What is a Bullish Harami Candlestick Pattern?
A bullish harami candlestick pattern is a two-candle reversal setup where a large bearish candle is followed by a smaller bullish candle whose real body sits inside the prior candle’s real body.
It’s a “body-inside-body” formation, with the second candle’s open and close contained within the first candle’s open and close.
What Does a Bullish Harami Candlestick Pattern Indicate?
A bullish harami signals that downside momentum has stalled, because sellers drove price lower on the first candle but failed to keep control on the next candle as buyers absorbed supply and pushed to a higher close.
The shift is from urgency (strong selling) to hesitation (smaller range and a contained body), which often appears when a down move is running out of fuel near a decision area.
Is the Bullish Harami Candlestick Pattern Bullish or Bearish?
The bullish harami is a bullish reversal pattern, because it forms after a decline and shows selling pressure fading as the market prints a contained up-close candle.
How to Identify a Bullish Harami Candlestick Pattern?
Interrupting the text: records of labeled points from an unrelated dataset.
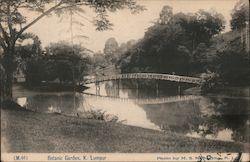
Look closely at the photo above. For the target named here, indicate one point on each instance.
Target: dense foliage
(174, 43)
(61, 62)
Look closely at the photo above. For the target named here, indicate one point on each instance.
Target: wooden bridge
(145, 101)
(175, 78)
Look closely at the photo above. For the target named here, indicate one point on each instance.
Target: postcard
(124, 80)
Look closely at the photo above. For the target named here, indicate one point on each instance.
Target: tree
(201, 26)
(174, 46)
(13, 23)
(67, 62)
(110, 48)
(240, 15)
(166, 14)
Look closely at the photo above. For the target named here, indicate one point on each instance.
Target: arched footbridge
(156, 76)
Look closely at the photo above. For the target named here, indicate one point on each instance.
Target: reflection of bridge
(146, 101)
(156, 76)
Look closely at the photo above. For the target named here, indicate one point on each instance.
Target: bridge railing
(169, 77)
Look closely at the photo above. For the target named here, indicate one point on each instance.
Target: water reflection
(194, 116)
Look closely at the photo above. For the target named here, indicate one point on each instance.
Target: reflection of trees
(112, 89)
(207, 116)
(65, 102)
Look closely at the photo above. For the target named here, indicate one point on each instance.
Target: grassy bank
(26, 131)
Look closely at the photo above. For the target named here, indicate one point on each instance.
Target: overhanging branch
(38, 18)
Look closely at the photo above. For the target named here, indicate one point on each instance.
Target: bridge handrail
(171, 77)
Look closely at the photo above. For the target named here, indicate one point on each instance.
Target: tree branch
(5, 34)
(38, 18)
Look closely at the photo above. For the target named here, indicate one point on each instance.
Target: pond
(161, 108)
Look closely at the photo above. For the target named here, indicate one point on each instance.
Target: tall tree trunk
(8, 64)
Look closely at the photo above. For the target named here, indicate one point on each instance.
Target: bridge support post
(118, 87)
(157, 88)
(137, 89)
(179, 88)
(97, 86)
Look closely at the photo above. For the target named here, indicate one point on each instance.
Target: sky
(127, 26)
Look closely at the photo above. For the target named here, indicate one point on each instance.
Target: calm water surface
(216, 118)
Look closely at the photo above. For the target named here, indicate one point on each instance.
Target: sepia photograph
(124, 80)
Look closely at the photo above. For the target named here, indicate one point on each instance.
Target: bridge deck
(176, 78)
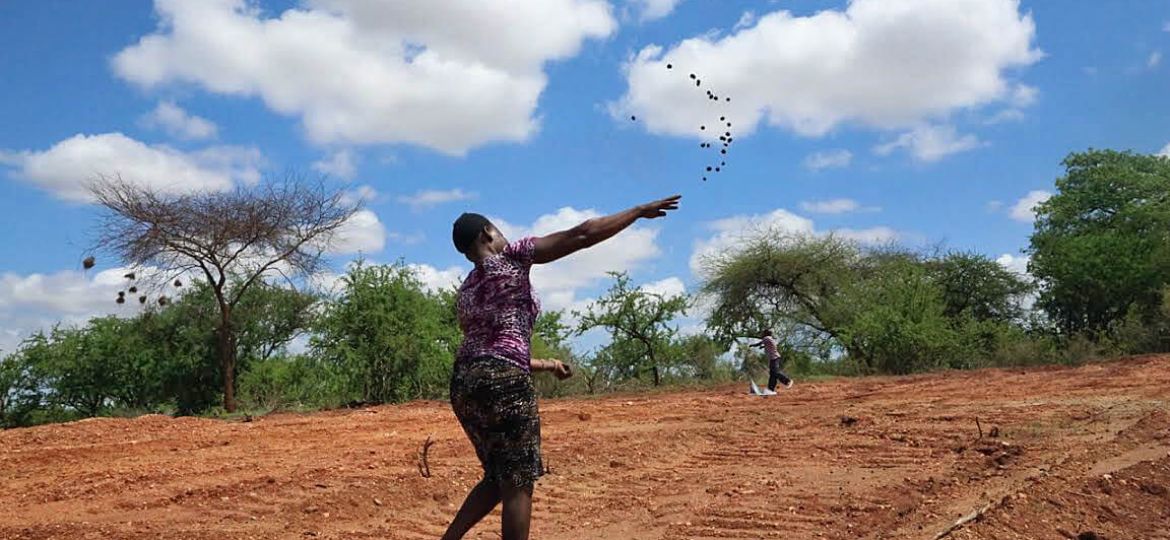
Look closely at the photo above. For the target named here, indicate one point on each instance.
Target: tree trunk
(226, 343)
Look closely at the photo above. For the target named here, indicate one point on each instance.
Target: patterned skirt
(495, 402)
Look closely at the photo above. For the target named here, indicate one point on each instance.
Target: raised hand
(659, 208)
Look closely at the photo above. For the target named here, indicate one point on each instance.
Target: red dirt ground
(1065, 452)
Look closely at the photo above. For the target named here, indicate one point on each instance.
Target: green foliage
(640, 327)
(883, 311)
(895, 322)
(389, 339)
(979, 288)
(697, 357)
(1100, 247)
(291, 382)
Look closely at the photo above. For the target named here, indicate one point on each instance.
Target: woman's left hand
(562, 369)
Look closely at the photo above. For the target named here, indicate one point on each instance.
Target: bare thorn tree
(229, 239)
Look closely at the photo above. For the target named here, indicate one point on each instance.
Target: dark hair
(467, 230)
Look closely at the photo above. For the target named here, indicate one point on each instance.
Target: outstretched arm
(598, 229)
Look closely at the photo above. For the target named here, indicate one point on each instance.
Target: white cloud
(363, 193)
(831, 159)
(666, 288)
(34, 302)
(930, 143)
(1016, 263)
(1024, 96)
(654, 9)
(448, 75)
(363, 233)
(890, 64)
(66, 167)
(835, 206)
(558, 283)
(871, 236)
(432, 198)
(1005, 116)
(406, 239)
(339, 164)
(1024, 209)
(178, 123)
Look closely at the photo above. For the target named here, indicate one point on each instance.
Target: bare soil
(1065, 452)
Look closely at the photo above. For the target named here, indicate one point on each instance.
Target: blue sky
(913, 120)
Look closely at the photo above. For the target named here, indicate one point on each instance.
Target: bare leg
(517, 511)
(480, 502)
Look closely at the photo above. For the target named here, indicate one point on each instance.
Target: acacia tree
(1101, 247)
(638, 319)
(232, 240)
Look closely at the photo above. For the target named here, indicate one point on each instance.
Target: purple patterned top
(497, 306)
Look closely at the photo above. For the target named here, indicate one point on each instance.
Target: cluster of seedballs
(724, 140)
(89, 262)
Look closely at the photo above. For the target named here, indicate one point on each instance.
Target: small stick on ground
(424, 465)
(963, 520)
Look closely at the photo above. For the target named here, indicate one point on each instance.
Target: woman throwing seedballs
(491, 387)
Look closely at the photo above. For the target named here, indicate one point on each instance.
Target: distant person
(775, 362)
(491, 387)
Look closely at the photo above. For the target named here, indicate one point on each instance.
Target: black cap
(467, 230)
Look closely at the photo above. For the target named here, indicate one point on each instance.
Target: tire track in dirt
(710, 464)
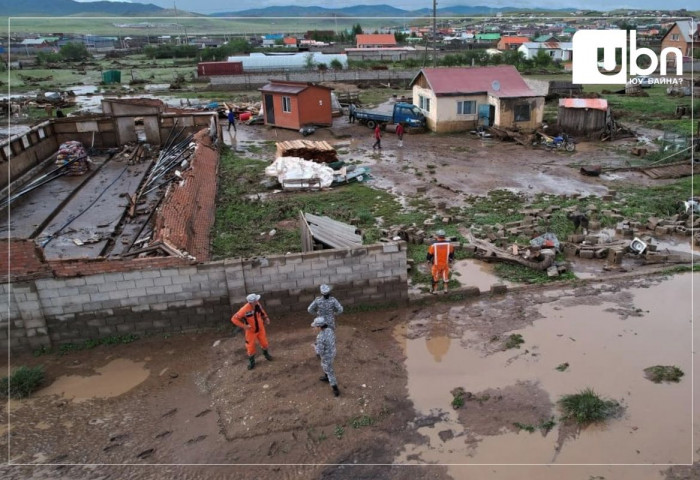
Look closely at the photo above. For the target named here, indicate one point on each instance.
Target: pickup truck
(406, 113)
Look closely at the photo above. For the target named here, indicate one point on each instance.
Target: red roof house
(511, 43)
(293, 105)
(375, 40)
(455, 99)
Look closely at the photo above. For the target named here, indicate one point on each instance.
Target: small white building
(558, 51)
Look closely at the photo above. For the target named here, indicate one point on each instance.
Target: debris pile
(320, 152)
(73, 157)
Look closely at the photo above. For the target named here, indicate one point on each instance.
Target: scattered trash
(638, 246)
(546, 240)
(295, 173)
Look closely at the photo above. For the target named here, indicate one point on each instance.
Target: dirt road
(185, 406)
(159, 404)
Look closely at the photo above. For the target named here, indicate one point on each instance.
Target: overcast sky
(215, 6)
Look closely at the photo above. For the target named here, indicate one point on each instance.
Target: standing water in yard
(597, 336)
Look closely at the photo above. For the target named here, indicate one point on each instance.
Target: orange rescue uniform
(252, 316)
(441, 254)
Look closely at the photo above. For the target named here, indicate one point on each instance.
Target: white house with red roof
(461, 98)
(375, 40)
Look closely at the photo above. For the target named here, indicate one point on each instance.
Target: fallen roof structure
(329, 232)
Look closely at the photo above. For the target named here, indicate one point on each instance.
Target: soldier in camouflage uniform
(326, 306)
(325, 350)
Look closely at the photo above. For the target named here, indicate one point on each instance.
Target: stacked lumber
(319, 152)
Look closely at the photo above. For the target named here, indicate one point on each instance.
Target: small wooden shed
(293, 105)
(582, 116)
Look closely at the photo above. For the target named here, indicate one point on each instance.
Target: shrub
(23, 382)
(587, 407)
(663, 373)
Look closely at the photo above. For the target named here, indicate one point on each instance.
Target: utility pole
(434, 32)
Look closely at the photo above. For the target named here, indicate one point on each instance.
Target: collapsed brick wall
(158, 299)
(22, 259)
(187, 216)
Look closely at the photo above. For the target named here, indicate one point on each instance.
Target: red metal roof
(288, 86)
(502, 81)
(513, 40)
(594, 103)
(375, 39)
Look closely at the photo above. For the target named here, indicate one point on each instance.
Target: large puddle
(607, 346)
(117, 377)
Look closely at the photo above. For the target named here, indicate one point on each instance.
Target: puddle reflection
(607, 345)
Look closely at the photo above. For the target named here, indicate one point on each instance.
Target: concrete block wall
(53, 311)
(21, 153)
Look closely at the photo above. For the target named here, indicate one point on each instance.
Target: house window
(522, 113)
(466, 107)
(286, 104)
(424, 103)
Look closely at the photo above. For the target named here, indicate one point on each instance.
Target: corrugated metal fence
(249, 81)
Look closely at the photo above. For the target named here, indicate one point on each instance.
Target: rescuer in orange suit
(440, 254)
(250, 318)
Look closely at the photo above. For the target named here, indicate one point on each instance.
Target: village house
(271, 39)
(558, 51)
(375, 40)
(458, 99)
(511, 43)
(293, 105)
(682, 36)
(583, 116)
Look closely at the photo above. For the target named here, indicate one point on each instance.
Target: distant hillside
(292, 11)
(54, 8)
(369, 11)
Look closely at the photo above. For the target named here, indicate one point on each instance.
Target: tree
(74, 52)
(309, 61)
(542, 59)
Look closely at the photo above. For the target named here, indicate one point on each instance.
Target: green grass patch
(22, 382)
(663, 373)
(361, 421)
(244, 216)
(521, 274)
(458, 395)
(587, 407)
(88, 344)
(514, 341)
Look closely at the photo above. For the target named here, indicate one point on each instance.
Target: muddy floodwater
(607, 338)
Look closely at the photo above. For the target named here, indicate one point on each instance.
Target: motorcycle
(559, 142)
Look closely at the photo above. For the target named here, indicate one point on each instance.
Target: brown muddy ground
(159, 407)
(199, 404)
(465, 164)
(189, 400)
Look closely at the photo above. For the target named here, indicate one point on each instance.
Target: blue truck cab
(401, 112)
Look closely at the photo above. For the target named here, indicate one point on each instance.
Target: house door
(486, 114)
(269, 110)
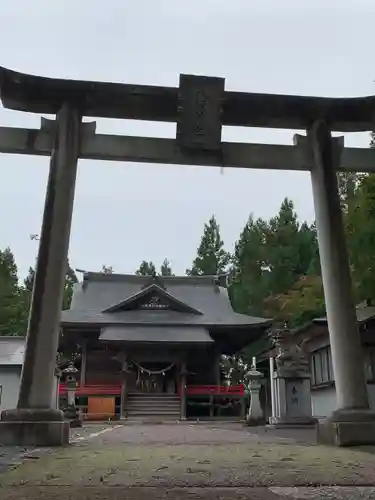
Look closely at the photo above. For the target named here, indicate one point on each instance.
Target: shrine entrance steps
(152, 406)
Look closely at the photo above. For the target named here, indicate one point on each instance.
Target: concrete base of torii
(34, 428)
(348, 428)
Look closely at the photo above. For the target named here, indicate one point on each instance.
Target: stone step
(153, 404)
(153, 413)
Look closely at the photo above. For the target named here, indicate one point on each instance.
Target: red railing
(202, 390)
(93, 390)
(191, 390)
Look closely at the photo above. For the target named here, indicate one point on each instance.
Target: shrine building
(151, 346)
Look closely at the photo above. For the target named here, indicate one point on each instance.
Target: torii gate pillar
(353, 423)
(35, 422)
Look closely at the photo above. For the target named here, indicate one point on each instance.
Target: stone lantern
(255, 413)
(292, 384)
(71, 412)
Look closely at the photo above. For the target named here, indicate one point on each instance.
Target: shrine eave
(42, 95)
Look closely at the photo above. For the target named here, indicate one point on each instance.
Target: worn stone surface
(229, 461)
(34, 433)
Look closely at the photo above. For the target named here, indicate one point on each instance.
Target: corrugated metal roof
(12, 350)
(154, 334)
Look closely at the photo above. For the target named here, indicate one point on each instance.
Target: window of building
(321, 366)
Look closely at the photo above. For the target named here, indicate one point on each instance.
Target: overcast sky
(128, 212)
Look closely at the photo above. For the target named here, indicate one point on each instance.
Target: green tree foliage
(291, 249)
(107, 269)
(360, 228)
(146, 269)
(212, 258)
(12, 314)
(299, 305)
(270, 257)
(165, 268)
(28, 284)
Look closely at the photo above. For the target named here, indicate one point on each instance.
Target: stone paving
(181, 461)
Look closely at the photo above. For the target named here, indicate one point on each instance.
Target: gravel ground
(229, 461)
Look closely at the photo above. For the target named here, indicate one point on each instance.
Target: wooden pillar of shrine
(124, 371)
(183, 379)
(83, 363)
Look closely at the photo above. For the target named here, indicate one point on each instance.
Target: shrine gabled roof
(202, 301)
(150, 290)
(42, 95)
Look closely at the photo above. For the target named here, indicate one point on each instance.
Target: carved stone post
(353, 422)
(34, 422)
(255, 413)
(292, 384)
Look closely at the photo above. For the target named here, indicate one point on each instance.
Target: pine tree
(12, 312)
(165, 268)
(212, 258)
(146, 269)
(249, 270)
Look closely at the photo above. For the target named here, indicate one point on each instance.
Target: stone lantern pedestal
(255, 414)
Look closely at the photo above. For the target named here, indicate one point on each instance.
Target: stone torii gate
(200, 107)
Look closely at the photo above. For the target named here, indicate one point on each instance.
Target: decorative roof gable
(152, 298)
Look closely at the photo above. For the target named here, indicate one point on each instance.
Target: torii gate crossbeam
(200, 107)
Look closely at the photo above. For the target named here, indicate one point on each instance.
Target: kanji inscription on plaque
(200, 104)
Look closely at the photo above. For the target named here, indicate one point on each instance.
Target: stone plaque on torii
(199, 107)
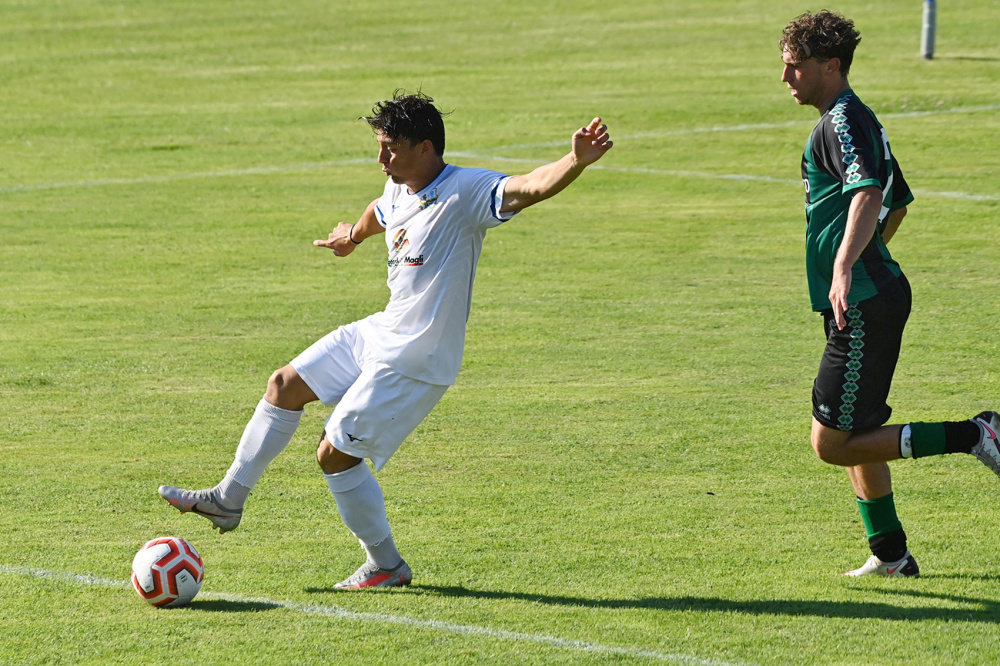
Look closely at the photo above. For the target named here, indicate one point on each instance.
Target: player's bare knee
(827, 449)
(287, 390)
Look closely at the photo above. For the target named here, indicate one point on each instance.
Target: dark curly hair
(823, 36)
(410, 116)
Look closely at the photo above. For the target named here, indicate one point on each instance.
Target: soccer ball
(167, 572)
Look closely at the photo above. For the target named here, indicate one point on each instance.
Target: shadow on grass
(986, 611)
(228, 606)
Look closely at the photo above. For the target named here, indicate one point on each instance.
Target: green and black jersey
(848, 149)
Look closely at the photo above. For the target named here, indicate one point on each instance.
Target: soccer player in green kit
(856, 198)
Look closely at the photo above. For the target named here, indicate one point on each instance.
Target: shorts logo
(853, 374)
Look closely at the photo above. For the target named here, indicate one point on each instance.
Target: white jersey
(434, 238)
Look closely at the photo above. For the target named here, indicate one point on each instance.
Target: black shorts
(855, 374)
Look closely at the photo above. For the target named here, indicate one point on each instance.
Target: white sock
(362, 507)
(905, 442)
(266, 435)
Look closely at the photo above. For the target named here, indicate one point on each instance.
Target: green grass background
(624, 459)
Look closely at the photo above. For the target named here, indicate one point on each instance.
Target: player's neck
(835, 91)
(426, 177)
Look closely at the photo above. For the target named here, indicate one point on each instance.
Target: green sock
(927, 439)
(879, 515)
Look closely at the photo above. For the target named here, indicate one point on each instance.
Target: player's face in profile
(804, 79)
(398, 158)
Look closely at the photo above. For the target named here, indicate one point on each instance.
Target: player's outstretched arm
(589, 145)
(346, 237)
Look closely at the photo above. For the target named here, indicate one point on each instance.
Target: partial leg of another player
(268, 432)
(865, 455)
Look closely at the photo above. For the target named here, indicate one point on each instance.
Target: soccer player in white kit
(385, 373)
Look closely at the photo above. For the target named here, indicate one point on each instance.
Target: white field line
(495, 156)
(383, 618)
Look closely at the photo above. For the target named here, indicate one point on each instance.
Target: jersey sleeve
(854, 148)
(484, 197)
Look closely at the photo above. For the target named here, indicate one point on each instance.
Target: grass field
(622, 473)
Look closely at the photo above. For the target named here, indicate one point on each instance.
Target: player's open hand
(339, 240)
(591, 142)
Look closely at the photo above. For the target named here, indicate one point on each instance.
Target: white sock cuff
(284, 421)
(349, 479)
(905, 442)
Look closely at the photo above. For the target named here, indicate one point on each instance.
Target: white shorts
(376, 407)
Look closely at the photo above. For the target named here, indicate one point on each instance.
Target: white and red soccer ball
(167, 572)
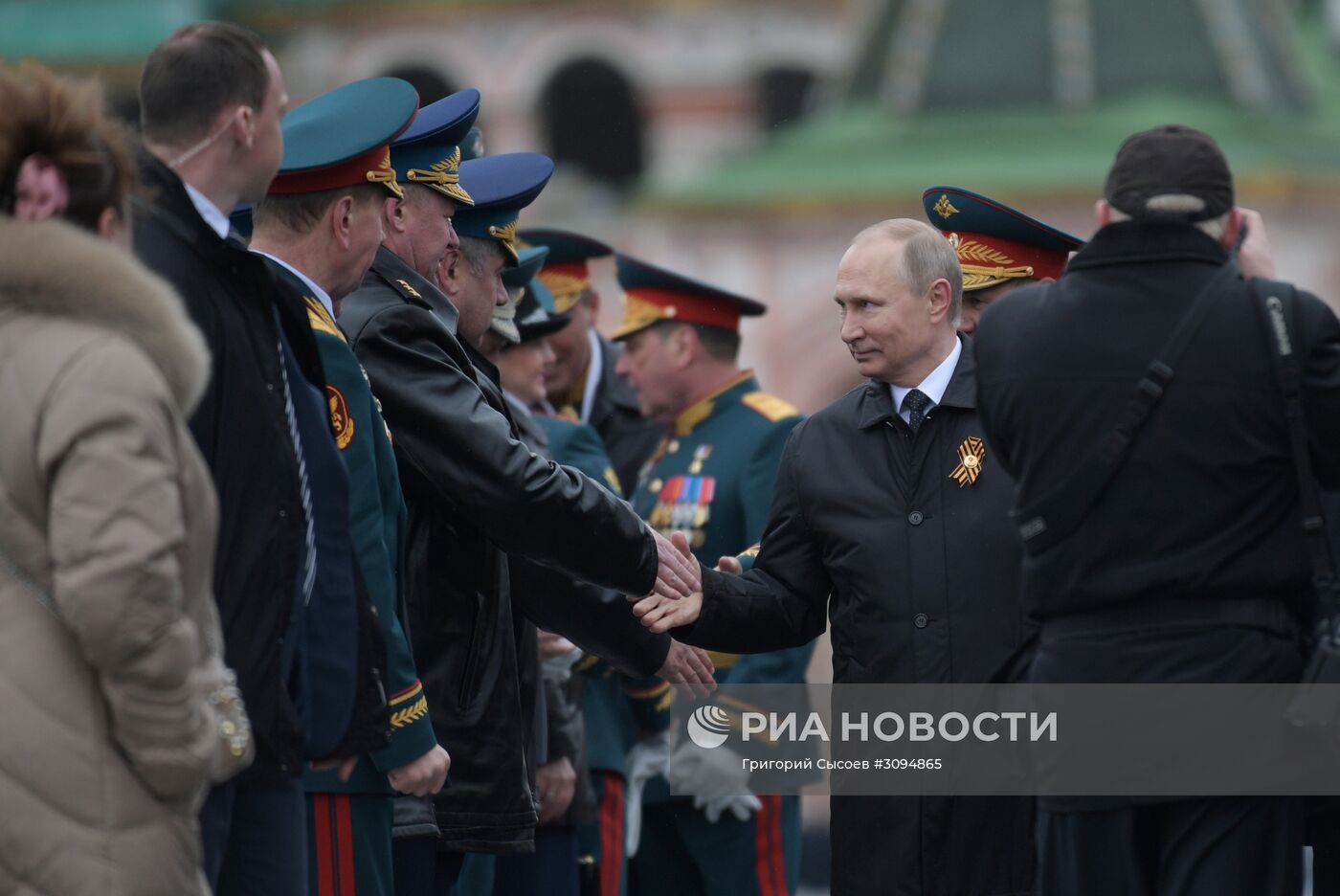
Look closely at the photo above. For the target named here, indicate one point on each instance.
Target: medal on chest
(972, 456)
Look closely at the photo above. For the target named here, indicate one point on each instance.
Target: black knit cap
(1172, 158)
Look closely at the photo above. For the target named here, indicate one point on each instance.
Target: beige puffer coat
(107, 737)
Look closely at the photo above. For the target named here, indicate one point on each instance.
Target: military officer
(710, 479)
(618, 710)
(582, 382)
(998, 248)
(331, 146)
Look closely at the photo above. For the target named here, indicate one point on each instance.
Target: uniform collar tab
(703, 409)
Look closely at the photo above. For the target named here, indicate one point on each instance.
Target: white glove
(559, 668)
(650, 758)
(740, 806)
(706, 773)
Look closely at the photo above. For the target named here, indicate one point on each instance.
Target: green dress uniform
(712, 479)
(354, 818)
(618, 710)
(339, 141)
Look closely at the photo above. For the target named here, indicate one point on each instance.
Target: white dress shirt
(216, 220)
(933, 386)
(317, 291)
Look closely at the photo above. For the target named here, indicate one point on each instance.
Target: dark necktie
(915, 403)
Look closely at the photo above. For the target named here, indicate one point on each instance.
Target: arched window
(784, 96)
(593, 123)
(429, 82)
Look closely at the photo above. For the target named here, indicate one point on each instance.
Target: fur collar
(54, 268)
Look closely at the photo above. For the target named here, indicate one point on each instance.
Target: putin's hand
(424, 775)
(686, 664)
(677, 571)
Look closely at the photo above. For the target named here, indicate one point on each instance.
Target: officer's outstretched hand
(677, 573)
(1256, 258)
(687, 666)
(730, 564)
(424, 775)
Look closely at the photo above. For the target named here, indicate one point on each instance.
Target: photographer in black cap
(1181, 557)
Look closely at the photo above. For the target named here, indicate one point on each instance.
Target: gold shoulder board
(770, 406)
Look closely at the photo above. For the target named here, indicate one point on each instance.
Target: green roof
(91, 31)
(860, 154)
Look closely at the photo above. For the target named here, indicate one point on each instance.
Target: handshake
(674, 601)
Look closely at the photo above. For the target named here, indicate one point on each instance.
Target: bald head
(900, 292)
(927, 256)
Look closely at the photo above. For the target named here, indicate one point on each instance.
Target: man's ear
(446, 274)
(42, 190)
(937, 301)
(685, 346)
(392, 213)
(1103, 213)
(341, 218)
(244, 124)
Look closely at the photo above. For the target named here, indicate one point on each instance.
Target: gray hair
(478, 251)
(1181, 204)
(927, 256)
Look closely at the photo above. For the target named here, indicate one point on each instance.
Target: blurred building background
(747, 141)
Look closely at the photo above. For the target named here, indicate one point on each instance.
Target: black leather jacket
(476, 493)
(241, 430)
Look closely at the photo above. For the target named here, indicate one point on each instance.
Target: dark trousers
(255, 839)
(422, 869)
(1217, 846)
(549, 871)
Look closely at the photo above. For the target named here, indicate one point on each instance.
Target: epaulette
(770, 406)
(321, 319)
(406, 289)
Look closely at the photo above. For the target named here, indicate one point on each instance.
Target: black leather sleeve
(462, 448)
(781, 600)
(595, 619)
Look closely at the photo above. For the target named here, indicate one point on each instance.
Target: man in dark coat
(211, 104)
(1186, 567)
(580, 381)
(888, 519)
(475, 496)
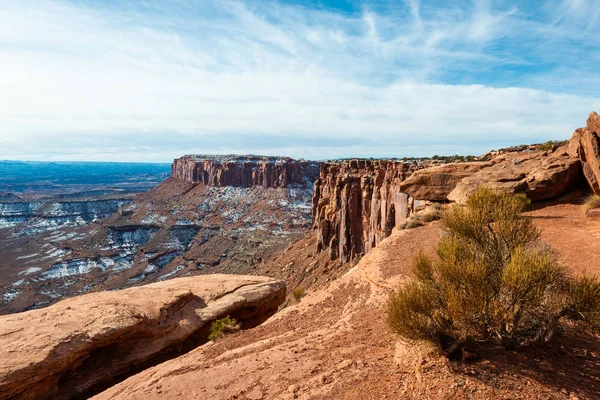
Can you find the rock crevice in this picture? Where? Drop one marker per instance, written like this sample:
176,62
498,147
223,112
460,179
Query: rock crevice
357,203
245,171
81,346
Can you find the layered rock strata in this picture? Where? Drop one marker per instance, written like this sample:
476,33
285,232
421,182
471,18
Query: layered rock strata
244,171
586,144
357,203
541,175
84,344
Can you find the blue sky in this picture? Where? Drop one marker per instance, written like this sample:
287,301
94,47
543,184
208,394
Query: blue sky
153,80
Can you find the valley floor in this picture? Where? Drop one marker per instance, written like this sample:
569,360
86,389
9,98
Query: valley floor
334,343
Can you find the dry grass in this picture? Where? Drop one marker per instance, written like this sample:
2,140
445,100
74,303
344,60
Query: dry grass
222,327
493,281
592,201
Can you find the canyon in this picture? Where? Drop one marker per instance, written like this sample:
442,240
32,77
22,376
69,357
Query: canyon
333,229
182,227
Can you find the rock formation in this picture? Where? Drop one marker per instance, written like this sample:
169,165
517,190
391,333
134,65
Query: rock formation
357,203
435,183
586,144
244,171
541,175
82,345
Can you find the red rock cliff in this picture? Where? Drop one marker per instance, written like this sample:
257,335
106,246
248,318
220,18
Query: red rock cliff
244,171
357,203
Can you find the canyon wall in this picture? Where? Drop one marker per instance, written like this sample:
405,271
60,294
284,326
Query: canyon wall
245,171
357,203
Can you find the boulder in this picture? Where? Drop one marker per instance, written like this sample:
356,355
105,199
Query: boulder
84,344
586,144
541,175
435,183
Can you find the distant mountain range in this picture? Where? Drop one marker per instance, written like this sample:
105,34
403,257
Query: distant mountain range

A bullish harami is identified after a downtrend, when two candles print with a large red real body followed by a smaller green real body that is fully contained inside the first candle’s real body.
- Market context: a clear downswing or downtrend into the pattern
- Candle 1: large bearish candle with a relatively large real body
- Candle 2: smaller bullish candle
- Containment rule: candle 2 open and close fall within candle 1 open and close (wicks can extend beyond)
How to Trade a Bullish Harami Candlestick Pattern?
To trade a bullish harami, wait for confirmation that buyers can follow through, then enter long with risk defined below the pattern’s low and manage the trade into the next resistance area.
- Entry: buy on a confirmation candle that closes above the harami high, or use a stop-entry just above the harami high after it forms.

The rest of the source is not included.